『Xのアーチ』スティーヴ エリクソン 柴田 元幸訳

実は、半分読んで図書館に返しちゃった。氷の国に娘と旅立ったところ。
最初と最後だけちょっと読めばいいかなとか、そういうズルは許されない、めちゃくちゃ且つ濃密な進行。なので、全部ちゃんと読まないとダメ。
文体が合わないわけでもなし、読めるんだけど、長い…
。気になったらまた読もう。何冊も並行して読んでると、この本で起きたことなのか別の本で起きたことだったのか、混ざってくるドライブ感。それくらい、この本が現実と意識と本そのものとの境目が曖昧になる。
まあ全部読んでないんだけど。

アメリカの奴隷制、ジェファソンと女奴隷、男女の愛、所有/支配する欲望、俳優のように登場人物が入れ替わりオーバーラップ、モンタージュと、イメージの移り方が映像の文法みたいにも思えてました。トマスジェファソンと女奴隷の時代劇と、セットのようなSF的などこともしれない退廃都市、が半分までには出てきてました。
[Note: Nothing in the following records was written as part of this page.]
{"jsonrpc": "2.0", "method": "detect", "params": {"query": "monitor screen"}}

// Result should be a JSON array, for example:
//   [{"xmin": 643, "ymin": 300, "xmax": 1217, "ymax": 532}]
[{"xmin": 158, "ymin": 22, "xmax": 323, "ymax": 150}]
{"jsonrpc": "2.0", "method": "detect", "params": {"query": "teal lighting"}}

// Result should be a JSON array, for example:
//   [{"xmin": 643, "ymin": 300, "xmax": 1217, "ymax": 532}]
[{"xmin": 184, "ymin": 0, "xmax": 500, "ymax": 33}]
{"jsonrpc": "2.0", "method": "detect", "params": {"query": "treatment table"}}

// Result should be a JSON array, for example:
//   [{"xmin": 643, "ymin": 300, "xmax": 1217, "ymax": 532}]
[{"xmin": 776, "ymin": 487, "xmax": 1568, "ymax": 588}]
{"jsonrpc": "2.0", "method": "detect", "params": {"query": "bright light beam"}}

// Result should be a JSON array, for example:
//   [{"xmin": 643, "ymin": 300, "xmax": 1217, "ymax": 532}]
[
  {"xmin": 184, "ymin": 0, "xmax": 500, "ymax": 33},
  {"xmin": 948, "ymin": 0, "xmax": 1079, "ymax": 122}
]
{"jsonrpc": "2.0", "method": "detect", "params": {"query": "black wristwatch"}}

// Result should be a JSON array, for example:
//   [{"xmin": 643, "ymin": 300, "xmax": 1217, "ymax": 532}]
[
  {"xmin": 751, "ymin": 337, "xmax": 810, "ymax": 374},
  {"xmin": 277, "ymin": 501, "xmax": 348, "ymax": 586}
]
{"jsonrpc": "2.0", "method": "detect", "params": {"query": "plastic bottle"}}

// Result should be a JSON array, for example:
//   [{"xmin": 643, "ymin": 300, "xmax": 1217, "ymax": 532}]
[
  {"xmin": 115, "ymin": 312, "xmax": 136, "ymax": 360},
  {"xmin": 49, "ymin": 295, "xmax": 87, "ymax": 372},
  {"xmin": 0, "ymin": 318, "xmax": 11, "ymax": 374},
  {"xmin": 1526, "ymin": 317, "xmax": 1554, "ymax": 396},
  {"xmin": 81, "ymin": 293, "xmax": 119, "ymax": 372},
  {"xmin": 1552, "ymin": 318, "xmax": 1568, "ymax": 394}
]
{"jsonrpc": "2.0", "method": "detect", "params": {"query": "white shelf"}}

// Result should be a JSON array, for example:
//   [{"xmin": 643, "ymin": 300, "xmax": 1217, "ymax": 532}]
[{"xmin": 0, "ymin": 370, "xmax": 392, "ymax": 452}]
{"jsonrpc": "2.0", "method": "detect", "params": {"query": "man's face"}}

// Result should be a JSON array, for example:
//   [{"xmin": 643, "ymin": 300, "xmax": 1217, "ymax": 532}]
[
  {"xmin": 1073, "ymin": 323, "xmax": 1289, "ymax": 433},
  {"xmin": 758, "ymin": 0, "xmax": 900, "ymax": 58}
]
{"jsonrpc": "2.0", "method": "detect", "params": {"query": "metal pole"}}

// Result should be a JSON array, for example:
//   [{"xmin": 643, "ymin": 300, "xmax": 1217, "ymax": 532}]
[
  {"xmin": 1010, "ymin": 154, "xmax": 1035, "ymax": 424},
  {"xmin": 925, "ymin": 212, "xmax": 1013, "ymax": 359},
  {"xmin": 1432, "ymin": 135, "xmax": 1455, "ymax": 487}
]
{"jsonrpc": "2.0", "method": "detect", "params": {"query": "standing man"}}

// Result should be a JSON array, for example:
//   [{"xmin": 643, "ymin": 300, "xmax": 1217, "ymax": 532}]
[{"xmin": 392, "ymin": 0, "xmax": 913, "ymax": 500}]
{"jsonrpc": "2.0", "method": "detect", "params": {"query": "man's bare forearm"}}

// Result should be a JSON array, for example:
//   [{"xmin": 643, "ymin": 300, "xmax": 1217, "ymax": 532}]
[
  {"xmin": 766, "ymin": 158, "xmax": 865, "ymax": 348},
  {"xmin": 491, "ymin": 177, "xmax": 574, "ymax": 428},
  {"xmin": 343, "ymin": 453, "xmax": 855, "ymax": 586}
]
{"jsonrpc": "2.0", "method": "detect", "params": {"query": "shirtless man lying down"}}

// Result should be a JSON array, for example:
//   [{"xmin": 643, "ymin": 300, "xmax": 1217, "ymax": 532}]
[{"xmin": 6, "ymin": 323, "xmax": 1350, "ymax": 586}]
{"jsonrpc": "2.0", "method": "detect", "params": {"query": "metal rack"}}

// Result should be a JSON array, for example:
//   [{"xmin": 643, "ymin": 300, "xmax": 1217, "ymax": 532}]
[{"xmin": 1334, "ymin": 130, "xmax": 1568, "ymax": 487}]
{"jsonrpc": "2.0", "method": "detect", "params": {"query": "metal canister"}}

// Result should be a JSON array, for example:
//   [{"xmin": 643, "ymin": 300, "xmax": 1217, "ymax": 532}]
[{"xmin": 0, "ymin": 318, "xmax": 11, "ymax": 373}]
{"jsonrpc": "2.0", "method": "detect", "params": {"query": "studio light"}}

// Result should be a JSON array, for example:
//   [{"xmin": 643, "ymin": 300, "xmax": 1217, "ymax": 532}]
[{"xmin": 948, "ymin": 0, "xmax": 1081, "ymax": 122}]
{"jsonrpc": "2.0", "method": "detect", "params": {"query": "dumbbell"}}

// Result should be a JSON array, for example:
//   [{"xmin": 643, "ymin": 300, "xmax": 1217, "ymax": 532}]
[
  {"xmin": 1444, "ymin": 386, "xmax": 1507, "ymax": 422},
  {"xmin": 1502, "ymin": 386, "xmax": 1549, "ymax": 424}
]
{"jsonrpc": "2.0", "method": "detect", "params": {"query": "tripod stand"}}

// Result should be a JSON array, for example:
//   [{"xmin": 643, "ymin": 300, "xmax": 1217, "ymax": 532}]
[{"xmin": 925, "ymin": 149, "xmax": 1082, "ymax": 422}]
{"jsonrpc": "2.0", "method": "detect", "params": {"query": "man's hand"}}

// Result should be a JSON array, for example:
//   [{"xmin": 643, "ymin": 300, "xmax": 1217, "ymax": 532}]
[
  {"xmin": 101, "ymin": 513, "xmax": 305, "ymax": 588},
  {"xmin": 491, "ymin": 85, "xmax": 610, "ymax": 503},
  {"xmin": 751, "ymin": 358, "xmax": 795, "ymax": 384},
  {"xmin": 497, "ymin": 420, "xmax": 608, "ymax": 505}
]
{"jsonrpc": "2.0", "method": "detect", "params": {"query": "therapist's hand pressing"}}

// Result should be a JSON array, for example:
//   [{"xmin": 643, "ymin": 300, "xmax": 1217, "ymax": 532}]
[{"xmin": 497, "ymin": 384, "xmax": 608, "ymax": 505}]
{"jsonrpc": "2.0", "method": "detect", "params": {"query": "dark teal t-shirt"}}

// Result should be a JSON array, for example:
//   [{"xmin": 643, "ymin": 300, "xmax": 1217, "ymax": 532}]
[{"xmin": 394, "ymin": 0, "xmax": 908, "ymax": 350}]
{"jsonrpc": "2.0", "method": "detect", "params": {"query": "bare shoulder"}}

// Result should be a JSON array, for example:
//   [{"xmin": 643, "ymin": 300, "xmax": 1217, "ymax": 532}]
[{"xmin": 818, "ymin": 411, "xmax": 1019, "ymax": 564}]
…今、広告やエンタメではまるで白人と黒人、男と女なんて存在しないかのような、役どころや話の展開なんですね。特捜戦隊デカレンジャーの海外版「POWER RANGERS S.P.D」のレッドが黒人とか別チームはレッドが女性とか。当然のごとくに。でも、違うんだよなあ。「見えないくらい黒ければいいのに」とか、私の世代からは遠ざけられていた禁忌の表現でした。